"Una grande sconfitta della cultura": così mons. Ravasi sulla vicenda della mancata
visita del Papa alla Sapienza
"Una pagina nera della storia della cultura": con queste parole mons. Gianfranco
Ravasi, presidente del Pontificio Consiglio della Cultura, definisce la vicenda
che ha portato all'annullamento della visita del Papa all'Università romana della
Sapienza. Il presule, parlando della vittoria del "fondamentalismo culturale" di una
minoranza, ha espresso la speranza che la maggioranza reclami la necessità del confronto
e del dialogo. Ascoltiamo mons. Ravasi al microfono di Giovanni Peduto:
R.
– Questa vicenda merita sicuramente anche un giudizio dal punto di vista strettamente
culturale, prescindendo proprio dalla figura in questione, che è la figura del Santo
Padre, una figura quindi di grande profilo religioso. Infatti, secondo me, questa
vicenda ha nel suo interno, segnala e scandisce, una grande sconfitta della cultura.

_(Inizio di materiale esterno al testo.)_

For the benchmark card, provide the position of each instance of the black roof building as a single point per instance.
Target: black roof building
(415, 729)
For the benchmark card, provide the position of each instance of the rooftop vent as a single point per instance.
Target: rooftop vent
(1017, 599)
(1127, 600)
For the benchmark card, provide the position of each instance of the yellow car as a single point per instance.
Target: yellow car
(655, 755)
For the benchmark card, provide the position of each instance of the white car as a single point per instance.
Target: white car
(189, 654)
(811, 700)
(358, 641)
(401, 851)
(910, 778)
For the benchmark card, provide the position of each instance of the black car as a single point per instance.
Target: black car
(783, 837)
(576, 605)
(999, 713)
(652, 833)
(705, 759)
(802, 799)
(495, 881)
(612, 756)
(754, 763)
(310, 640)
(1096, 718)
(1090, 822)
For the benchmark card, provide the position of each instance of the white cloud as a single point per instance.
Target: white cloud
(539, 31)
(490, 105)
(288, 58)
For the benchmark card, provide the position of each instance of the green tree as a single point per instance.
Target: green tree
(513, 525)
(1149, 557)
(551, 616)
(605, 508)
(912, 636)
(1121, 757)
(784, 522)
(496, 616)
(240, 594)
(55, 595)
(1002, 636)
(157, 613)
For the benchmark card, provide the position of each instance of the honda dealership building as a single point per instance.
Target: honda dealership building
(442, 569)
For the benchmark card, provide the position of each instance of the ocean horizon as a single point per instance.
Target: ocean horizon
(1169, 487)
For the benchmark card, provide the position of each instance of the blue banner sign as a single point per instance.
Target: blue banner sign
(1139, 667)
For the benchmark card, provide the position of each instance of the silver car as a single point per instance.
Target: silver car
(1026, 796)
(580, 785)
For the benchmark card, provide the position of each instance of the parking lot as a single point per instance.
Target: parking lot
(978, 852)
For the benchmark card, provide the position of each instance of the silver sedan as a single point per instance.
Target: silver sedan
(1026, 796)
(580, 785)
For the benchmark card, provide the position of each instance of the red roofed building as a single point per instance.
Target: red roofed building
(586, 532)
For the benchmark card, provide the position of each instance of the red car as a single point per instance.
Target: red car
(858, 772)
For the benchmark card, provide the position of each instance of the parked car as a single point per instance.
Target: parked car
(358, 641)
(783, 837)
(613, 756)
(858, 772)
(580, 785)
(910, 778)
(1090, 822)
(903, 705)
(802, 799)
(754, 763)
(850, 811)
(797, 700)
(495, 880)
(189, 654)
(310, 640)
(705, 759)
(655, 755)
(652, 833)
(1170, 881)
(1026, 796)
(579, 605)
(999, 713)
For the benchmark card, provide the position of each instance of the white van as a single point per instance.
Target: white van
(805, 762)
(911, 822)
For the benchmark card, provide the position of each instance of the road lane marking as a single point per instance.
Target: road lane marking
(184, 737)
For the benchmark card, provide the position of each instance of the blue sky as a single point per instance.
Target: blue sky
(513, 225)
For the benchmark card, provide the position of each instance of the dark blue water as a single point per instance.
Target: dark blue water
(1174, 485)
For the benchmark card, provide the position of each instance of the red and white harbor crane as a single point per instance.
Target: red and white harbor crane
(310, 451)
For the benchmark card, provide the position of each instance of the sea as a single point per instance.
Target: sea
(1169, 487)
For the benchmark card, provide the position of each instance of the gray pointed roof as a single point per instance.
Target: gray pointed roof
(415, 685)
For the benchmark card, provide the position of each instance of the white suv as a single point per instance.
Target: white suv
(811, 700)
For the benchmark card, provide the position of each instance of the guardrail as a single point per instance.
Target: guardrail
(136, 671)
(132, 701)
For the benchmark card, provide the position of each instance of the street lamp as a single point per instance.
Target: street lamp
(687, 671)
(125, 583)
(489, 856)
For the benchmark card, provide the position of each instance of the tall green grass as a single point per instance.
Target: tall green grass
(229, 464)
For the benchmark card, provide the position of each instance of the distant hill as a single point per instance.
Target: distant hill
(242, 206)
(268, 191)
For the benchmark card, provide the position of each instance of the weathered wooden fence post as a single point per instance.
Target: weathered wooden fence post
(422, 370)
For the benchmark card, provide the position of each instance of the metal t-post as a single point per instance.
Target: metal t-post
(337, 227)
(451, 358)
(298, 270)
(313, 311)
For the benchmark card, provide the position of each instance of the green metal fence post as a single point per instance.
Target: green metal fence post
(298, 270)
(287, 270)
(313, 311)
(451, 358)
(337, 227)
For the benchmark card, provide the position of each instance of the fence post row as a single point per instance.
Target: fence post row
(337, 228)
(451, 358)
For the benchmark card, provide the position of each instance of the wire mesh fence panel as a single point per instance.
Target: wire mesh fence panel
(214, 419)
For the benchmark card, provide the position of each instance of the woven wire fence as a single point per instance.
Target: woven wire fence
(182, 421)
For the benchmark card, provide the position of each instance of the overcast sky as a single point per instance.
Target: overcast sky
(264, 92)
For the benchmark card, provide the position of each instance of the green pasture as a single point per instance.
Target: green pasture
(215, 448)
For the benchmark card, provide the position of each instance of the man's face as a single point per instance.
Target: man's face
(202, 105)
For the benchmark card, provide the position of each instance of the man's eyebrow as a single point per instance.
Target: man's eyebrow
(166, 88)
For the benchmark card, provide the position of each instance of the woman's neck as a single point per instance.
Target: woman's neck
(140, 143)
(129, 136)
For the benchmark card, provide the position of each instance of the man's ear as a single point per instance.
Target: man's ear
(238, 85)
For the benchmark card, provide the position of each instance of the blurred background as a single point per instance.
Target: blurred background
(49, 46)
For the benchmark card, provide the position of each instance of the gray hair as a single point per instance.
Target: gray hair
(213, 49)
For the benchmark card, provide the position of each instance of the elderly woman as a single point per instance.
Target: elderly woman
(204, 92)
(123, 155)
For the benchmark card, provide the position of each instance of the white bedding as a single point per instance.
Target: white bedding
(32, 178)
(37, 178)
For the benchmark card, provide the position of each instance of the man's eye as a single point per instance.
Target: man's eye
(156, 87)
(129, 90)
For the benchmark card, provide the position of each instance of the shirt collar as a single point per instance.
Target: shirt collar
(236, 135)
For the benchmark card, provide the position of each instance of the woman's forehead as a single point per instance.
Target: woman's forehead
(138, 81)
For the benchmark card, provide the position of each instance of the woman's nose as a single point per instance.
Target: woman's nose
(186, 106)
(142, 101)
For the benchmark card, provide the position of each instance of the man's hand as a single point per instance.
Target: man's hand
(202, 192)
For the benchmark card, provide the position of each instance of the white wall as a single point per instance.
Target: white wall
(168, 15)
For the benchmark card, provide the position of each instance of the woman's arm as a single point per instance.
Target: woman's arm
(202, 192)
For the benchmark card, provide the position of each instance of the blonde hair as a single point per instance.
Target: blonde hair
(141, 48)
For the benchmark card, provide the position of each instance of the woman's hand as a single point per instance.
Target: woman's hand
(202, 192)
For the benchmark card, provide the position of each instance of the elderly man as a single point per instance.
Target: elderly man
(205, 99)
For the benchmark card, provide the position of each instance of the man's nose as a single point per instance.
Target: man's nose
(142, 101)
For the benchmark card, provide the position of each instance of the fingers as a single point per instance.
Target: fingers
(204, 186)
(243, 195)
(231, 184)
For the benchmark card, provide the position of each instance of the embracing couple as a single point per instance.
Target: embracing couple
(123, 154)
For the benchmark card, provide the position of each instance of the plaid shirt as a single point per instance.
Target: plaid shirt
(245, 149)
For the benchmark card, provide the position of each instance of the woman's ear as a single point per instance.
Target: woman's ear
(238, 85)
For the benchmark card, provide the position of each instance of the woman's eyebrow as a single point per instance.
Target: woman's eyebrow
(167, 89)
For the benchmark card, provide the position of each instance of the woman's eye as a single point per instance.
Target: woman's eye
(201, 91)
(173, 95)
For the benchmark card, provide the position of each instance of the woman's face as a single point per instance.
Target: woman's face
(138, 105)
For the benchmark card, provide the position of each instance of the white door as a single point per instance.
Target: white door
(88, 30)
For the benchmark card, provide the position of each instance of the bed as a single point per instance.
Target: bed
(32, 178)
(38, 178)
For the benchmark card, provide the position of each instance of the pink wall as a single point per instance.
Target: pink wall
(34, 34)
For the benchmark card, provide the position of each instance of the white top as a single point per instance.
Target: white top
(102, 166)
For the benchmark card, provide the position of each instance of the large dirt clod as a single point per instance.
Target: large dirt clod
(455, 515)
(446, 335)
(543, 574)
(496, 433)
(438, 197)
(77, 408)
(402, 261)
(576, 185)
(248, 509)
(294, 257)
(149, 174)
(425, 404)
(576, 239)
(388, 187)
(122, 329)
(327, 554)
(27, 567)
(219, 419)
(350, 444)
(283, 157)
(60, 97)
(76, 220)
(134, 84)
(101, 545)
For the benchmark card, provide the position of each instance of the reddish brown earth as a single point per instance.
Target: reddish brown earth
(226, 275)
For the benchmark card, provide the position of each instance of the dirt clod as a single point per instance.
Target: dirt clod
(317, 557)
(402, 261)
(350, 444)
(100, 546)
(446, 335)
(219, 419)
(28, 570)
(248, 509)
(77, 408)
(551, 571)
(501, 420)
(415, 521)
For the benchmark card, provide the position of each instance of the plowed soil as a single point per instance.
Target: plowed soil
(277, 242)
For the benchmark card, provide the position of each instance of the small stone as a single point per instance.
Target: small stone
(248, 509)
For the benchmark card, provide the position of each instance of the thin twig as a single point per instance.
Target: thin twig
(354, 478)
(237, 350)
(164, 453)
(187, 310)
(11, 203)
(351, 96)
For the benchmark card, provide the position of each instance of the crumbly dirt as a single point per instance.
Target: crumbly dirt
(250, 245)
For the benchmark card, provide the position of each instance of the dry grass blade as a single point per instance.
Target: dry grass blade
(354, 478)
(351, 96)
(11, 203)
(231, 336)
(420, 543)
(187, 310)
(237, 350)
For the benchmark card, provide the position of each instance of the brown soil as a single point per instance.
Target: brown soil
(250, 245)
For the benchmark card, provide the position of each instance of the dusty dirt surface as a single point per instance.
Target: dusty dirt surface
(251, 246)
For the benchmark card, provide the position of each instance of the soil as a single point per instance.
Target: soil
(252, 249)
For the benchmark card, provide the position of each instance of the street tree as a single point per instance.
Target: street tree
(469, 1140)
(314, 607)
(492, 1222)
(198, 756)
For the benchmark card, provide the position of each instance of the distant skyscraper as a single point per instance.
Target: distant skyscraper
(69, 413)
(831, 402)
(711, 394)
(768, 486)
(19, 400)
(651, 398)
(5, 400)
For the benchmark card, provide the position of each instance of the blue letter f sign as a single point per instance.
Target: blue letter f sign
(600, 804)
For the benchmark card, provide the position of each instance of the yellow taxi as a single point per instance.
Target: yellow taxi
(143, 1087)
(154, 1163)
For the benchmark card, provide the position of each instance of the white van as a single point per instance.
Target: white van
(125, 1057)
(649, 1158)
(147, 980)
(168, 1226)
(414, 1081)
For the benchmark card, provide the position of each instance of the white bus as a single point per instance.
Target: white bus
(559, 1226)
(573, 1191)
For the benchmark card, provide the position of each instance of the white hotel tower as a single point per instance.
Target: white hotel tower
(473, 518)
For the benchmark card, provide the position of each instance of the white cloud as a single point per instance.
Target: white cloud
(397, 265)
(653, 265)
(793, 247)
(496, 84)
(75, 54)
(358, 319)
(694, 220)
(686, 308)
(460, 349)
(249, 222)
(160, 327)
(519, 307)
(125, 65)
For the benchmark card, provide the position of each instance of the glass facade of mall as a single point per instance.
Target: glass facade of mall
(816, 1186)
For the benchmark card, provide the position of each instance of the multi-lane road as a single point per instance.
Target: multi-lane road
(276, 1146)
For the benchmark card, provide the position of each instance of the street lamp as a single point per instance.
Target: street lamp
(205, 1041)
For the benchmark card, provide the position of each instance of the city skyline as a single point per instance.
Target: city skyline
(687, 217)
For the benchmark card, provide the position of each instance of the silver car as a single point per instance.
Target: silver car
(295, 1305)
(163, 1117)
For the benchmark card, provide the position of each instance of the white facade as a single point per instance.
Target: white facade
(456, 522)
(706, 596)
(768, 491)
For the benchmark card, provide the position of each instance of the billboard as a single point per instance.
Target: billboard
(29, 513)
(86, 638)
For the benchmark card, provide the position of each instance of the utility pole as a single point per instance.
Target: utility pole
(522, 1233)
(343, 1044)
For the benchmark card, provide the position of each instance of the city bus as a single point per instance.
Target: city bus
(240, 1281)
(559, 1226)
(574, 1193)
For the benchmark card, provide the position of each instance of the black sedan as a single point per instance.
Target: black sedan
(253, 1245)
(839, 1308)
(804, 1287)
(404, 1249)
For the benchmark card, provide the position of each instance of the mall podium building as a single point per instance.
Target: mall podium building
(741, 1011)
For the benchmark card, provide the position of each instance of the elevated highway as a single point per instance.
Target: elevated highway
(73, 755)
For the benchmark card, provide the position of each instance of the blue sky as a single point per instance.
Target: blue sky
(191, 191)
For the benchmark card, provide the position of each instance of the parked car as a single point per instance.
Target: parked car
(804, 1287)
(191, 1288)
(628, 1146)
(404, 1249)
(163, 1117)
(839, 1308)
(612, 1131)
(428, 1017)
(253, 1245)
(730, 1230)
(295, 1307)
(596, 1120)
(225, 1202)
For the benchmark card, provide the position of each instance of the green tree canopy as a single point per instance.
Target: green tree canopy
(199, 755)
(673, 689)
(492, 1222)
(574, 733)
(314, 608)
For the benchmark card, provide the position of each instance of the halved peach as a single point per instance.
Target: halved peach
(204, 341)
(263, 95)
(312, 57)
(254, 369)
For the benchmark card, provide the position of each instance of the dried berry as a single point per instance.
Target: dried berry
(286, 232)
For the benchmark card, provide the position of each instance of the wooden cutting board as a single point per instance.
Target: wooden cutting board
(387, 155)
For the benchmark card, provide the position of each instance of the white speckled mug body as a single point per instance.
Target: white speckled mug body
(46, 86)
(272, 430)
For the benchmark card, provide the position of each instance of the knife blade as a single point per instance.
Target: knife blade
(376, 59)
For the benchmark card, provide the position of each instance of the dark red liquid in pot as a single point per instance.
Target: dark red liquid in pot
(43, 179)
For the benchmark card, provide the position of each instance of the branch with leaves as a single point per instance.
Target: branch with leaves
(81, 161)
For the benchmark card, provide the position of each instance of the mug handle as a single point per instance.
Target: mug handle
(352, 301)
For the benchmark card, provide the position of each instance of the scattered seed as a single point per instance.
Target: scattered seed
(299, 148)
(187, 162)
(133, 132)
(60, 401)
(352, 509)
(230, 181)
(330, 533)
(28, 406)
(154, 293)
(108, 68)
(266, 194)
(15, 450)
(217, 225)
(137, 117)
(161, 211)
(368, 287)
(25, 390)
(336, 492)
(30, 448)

La cultura di sua natura è fatta di incontro e di dialogo, che può anche supporre
ad un certo momento la dissonanza, la differenza delle prospettive, ma che non può
mai essere definito come culturale quando esplode e diventa mera negazione, quando
diventa mero rifiuto, senza la possibilità, appunto, di un incontro. In questo caso
abbiamo, quindi, da un lato una sorta di fondamentalismo culturale che si è manifestato
con questa negazione di principio – quasi – dell’ascolto e dell’incontro; dall’altra
parte direi che è veramente insensato che il mondo della cultura non consideri anche
il discorso religioso, il discorso teologico o il discorso in senso lato ed anche
spirituale che ha condizionato ed ha arricchito per secoli tutta la vicenda dell’Occidente,
ma anche la vicenda universale e che non la voglia assolutamente mettere nell’interno
del proprio orizzonte, considerandolo come qualcosa del tutto estraneo. In questa
luce, direi, che queste due dimensioni e quindi da una parte proprio l’incapacità
dell’ascolto e dell’incontro e quindi il semplice rigetto; e dall’altra parte il non
considerare il fenomeno religioso e il fenomeno spirituale come una componente rilevante
della cultura, ha fatto sì che questa vicenda sia ora una pagina nera all’interno
non tanto del discorso dei rapporti con la religione, ma sia una pagina nera della
storia della cultura.
D. – Quali sviluppi - lei
prevede – per il futuro, dopo tutto quello che è accaduto?
R.
– Questa è indubbiamente una ferita che si è creata soprattutto per quanti vogliono
il confronto, vogliono il serio dialogo, vogliono la capacità di avere anche voci
diverse che sanno però entrare in confronto diretto, immediato ed anche vario. Tutto
questo probabilmente si arresterà e sarà come un peso, un macigno sulla strada. Dovremmo
ritornare all’inizio, tenendo conto però di un fatto che non è sottolineato a sufficienza:
questo rifiuto è stato marcato da una minoranza. Una minoranza - e certamente questo
lo si è ripetuto – di docenti, ma anche degli stessi fruitori dell’università, perché
questo gruppo di studenti, cresciuto ed accresciuto anche artificiosamente con presenze
esterne, non rappresenta il desiderio di conoscenza anche da parte di studenti e di
docenti, che non sono credenti, ma che vogliono sempre guardare al di là della loro
siepe e vedere questo mondo. Mai come in questo tempo, per esempio, c’è stata una
crescita della produzione di tipo editoriale religioso. Questo vuol dire che i confronti
interessano. Noi speriamo che proprio questa autentica base continui a reclamare la
necessità degli incontri, la necessità del confronto e del dialogo. Questo è sicuramente
il futuro in cui dobbiamo sperare, dopo questa tappa così nuvolosa e così tenebrosa.